Waarom hecht u belang aan herbestemming van erfgoed?
“Herbestemming en behoud van cultureel erfgoed is voor mij waardevol om twee redenen. Ten eerste geloof ik in behoud door gebruik; een nieuwe rol en functie voor gebouwen waarbij kenmerkende elementen worden gerespecteerd zorgt voor behoud van gebouwen, straten en omgevingen die waardevol zijn voor een stad en ook voor de mensen, die hun herinneringen eraan ook terug kunnen vinden. Ten tweede is er een opgave op het gebied van woningbouw waarbij verdichting en verstedelijking een belangrijke rol speelt. De emotie en herinneringen aan een plek kunnen behouden blijven en tevens kan er nieuwe woonruimte gecreëerd worden op strategische plekken in de stad.”
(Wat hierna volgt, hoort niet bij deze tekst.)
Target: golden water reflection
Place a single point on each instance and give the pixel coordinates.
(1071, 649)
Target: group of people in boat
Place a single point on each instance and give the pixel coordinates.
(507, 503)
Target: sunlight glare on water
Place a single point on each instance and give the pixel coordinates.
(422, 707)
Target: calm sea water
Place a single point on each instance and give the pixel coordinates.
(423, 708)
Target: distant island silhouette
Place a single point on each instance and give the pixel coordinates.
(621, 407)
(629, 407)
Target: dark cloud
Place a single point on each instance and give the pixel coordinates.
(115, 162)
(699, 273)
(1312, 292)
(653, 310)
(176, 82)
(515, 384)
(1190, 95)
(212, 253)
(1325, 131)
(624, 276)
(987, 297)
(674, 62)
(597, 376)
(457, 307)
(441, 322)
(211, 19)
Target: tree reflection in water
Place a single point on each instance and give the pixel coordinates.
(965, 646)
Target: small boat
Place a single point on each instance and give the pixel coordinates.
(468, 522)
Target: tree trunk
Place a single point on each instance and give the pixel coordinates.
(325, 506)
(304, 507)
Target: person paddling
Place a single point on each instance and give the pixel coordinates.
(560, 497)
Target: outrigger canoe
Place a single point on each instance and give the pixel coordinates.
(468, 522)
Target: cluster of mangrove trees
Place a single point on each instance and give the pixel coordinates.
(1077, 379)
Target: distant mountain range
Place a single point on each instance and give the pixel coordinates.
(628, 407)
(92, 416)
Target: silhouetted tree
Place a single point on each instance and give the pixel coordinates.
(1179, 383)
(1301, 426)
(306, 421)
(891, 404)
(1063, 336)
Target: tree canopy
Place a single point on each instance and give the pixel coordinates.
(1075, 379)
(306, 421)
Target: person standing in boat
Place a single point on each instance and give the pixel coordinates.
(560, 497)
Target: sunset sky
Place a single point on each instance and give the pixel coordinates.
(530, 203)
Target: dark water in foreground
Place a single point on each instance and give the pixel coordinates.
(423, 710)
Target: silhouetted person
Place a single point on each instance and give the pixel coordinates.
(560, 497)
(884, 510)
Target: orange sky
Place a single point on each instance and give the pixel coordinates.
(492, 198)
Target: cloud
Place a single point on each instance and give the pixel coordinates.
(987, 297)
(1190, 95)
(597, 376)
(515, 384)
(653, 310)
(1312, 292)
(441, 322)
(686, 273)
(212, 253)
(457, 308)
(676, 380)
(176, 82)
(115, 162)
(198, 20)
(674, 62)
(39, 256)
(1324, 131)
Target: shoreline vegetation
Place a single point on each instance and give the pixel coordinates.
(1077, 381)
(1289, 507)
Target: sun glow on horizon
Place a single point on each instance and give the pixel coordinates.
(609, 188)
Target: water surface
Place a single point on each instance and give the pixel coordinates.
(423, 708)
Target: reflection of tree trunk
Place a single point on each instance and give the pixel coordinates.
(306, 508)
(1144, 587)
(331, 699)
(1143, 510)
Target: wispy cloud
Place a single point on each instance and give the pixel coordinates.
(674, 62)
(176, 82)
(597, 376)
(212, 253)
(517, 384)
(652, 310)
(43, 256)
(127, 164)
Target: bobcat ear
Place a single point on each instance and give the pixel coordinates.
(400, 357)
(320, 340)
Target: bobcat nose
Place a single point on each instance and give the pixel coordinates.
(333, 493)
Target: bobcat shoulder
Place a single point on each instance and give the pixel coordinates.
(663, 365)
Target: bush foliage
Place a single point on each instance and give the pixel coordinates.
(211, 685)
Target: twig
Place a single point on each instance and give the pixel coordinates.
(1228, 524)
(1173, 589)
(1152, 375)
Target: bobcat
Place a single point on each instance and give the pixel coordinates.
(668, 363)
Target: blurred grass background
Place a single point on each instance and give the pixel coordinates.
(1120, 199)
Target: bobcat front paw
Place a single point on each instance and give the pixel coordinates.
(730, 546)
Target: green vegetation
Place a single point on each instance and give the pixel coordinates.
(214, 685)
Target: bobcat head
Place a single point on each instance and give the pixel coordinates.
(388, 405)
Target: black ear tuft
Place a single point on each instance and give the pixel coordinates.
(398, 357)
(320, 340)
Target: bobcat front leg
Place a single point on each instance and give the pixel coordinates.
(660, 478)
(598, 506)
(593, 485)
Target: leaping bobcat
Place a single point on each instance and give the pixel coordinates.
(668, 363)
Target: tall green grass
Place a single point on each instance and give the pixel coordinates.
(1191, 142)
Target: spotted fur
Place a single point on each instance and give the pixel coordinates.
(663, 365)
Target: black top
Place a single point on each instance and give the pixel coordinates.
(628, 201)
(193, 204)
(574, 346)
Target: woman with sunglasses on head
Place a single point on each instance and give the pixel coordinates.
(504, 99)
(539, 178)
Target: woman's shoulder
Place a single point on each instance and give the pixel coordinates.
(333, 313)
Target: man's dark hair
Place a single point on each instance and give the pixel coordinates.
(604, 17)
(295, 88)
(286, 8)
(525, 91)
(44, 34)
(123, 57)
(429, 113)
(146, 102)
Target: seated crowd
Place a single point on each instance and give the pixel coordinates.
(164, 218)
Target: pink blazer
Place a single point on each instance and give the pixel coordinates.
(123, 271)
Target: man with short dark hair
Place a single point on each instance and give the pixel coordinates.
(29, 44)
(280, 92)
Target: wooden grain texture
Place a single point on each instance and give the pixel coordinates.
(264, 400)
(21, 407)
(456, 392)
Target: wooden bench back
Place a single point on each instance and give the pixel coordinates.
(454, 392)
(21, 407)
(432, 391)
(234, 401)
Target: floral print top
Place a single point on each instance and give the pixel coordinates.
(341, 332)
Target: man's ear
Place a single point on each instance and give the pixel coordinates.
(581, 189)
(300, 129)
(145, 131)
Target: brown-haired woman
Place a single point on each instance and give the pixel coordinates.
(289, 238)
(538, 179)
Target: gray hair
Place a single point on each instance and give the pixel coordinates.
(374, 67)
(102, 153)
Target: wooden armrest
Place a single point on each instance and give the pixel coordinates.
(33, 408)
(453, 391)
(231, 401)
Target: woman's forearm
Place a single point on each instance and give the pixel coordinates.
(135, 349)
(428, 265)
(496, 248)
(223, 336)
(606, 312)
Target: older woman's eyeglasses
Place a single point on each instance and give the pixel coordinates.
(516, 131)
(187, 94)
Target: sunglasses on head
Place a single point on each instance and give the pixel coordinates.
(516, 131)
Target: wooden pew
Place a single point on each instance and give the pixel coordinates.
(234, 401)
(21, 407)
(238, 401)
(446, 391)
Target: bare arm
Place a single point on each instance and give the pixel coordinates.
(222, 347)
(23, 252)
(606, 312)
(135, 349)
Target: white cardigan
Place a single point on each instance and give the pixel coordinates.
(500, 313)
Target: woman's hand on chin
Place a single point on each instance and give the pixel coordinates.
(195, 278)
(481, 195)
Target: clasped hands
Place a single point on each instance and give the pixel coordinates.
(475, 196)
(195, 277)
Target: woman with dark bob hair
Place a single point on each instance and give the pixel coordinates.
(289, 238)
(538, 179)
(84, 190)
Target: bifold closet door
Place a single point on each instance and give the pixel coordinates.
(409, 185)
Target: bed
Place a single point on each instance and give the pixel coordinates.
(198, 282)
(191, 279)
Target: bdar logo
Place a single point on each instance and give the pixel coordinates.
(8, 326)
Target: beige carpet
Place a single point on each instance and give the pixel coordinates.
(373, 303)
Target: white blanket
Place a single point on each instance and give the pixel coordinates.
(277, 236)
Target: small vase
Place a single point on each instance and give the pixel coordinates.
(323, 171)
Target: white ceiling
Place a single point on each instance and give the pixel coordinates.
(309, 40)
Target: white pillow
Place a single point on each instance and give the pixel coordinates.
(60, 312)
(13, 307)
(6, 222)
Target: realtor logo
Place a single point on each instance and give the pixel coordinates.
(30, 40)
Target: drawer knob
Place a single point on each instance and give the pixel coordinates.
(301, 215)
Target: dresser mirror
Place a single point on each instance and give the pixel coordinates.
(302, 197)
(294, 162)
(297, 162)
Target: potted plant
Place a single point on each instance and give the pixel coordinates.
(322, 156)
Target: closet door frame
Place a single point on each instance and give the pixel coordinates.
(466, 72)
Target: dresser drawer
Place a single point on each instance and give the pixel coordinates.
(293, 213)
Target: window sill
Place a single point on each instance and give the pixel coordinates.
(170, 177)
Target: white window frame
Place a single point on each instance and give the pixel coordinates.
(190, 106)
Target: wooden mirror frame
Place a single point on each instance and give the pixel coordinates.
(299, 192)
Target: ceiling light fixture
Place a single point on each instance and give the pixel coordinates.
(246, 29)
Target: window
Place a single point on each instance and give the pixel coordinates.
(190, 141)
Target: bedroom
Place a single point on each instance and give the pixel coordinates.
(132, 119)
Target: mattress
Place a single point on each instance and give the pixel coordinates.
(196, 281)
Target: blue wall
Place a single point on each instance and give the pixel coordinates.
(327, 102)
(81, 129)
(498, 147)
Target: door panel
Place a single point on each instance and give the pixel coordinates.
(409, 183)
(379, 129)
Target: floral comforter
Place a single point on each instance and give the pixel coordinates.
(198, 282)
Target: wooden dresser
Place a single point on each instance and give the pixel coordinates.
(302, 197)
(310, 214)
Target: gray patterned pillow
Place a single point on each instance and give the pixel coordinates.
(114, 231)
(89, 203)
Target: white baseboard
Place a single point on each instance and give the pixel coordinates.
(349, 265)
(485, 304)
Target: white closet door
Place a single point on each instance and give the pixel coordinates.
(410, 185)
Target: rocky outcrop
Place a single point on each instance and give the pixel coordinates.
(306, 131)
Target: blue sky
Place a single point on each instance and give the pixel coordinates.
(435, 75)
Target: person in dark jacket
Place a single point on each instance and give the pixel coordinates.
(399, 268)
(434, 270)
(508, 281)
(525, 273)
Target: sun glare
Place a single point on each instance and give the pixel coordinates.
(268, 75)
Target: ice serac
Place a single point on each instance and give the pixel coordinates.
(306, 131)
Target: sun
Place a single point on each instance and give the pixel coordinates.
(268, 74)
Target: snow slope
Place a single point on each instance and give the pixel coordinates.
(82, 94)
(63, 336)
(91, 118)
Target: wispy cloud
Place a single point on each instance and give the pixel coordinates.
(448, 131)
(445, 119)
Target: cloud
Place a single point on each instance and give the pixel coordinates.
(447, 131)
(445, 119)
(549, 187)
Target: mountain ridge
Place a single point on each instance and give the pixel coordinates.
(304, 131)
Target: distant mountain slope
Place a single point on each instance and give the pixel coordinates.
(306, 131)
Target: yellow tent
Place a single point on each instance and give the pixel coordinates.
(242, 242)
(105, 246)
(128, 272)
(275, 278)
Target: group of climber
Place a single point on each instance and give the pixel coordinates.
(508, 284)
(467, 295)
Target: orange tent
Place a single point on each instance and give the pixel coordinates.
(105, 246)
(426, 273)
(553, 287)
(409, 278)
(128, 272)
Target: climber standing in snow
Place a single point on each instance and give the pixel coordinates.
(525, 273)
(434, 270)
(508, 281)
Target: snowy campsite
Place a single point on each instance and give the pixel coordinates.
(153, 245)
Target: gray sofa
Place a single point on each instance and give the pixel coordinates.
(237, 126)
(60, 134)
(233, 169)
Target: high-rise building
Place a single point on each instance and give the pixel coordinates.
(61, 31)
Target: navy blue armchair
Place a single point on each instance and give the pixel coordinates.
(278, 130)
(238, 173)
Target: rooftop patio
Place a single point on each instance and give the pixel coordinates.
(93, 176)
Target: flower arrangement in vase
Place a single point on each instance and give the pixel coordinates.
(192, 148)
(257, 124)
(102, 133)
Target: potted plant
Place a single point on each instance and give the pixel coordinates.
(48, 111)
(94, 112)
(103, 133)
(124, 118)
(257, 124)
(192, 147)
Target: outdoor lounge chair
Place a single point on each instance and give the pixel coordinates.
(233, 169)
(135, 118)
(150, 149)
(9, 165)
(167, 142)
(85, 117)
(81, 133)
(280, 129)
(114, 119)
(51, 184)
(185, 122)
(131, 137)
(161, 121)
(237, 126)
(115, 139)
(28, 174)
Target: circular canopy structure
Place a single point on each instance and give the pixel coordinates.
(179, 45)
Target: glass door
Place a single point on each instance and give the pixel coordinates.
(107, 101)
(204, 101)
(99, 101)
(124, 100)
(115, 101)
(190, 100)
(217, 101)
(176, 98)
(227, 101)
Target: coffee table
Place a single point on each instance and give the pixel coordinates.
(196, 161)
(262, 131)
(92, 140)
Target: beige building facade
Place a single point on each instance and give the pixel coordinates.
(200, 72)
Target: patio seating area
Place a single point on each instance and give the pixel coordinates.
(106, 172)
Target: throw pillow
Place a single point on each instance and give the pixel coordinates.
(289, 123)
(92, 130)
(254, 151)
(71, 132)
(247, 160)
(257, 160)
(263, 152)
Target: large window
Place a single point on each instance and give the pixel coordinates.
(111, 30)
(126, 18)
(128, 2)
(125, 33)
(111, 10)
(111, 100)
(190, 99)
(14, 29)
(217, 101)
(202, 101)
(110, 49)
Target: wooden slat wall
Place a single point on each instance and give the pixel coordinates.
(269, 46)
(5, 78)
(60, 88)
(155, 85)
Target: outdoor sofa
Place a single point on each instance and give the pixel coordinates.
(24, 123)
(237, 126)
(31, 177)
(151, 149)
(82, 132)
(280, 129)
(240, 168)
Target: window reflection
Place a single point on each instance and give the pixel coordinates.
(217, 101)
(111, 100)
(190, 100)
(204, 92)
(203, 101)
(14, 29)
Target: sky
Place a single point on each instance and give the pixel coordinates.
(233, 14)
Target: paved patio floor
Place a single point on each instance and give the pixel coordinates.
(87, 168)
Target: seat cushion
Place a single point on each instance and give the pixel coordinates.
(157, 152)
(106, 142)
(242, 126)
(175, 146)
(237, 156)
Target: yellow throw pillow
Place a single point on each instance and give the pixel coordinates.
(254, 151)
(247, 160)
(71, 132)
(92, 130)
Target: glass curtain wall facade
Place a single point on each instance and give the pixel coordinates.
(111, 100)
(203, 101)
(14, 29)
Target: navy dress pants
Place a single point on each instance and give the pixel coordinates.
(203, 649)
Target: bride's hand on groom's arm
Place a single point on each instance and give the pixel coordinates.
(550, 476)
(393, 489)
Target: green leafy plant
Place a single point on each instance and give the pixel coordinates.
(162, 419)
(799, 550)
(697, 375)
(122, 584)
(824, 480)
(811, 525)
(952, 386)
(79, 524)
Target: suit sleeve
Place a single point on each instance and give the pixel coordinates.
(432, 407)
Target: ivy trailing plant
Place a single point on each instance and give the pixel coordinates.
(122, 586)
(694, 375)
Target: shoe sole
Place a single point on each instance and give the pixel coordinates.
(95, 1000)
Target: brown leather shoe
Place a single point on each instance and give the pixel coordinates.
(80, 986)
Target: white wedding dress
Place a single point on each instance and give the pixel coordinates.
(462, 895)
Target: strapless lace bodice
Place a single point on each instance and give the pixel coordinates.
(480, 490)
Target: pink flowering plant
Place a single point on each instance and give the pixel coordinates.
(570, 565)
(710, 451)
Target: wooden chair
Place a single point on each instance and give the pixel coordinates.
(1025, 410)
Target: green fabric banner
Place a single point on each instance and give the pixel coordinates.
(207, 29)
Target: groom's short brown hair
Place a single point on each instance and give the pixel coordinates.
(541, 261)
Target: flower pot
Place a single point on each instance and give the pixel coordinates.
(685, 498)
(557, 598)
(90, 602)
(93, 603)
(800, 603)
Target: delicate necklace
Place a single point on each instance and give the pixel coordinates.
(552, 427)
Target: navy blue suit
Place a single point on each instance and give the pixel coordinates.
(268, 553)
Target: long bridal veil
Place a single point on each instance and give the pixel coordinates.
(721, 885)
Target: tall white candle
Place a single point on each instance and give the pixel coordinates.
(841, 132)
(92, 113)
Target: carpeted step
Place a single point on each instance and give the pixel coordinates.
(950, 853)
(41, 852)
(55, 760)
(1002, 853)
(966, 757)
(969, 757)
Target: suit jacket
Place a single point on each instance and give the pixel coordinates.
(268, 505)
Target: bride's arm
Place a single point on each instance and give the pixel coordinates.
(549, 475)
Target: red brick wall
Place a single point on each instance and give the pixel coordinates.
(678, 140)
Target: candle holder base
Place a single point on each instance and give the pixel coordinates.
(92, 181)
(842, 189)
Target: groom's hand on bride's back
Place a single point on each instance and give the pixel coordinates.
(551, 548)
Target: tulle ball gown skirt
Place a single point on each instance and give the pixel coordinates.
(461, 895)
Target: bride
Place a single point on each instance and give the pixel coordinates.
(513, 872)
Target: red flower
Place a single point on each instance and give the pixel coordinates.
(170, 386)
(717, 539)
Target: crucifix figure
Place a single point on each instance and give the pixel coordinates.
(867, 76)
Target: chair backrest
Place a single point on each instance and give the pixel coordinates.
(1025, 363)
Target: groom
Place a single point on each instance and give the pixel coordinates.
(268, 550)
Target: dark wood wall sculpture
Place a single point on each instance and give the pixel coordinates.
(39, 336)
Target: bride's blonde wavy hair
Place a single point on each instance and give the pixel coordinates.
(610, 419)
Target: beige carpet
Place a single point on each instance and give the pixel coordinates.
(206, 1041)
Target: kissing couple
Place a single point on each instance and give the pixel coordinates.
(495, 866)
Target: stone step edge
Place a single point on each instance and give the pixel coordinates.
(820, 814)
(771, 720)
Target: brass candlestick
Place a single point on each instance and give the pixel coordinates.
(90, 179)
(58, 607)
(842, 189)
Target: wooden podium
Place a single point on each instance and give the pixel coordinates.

Fackeldey vervolgt: “In Lelystad ben ik gegrepen door de paradox van stedelijke transformatie in een nog zo jonge stad, waar men de redenen voor de aanvankelijke stedelijke structuur nog goed kent, maar waar de transformatieopgave ook op dezelfde plek zichtbaar is. Als voorbeeld hiervoor vraagt nu de omgeving van het Lelycentre in Lelystad de aandacht, vanwege de leegstand door het vertrek van rijksdiensten en de opgave om voor dit deel van de stad een aantrekkelijke nieuwe toekomst te ontwikkelen.”
Wat lag volgens u ten grondslag aan herbestemming?
“De grondslag is heel verschillend, maar veelal zijn toch burgerinitiatieven vanwege de emotie van een plek het begin. Dat in combinatie met het belang dat de politiek geeft aan een plek of initiatief.”
Welk erfgoed wordt in uw ogen vergeten?
“Ik kan me voorstellen dat gezien de opgave die Nederland heeft voor de waterhuishouding, het behoud van de eigendommen van waterschappen, zoals dijken, waterkeringen, gemalen, die ook kenmerkend zijn voor Nederland, een spannende uitdaging is.“
Zijn er ook nieuwe functies die niet goed passen?
“Het kan misgaan wanneer bij herbestemming de historische waarde van een gebouw niet behouden of gerespecteerd wordt. Dat kan heel gevoelig liggen en problemen geven. Juist het behouden van de oude structuur van de gebouwen, heeft er bij de Hallen in Oud-West in Amsterdam voor gezorgd, dat het proces lang duurde, overigens in mijn ogen wel met een geslaagd resultaat.”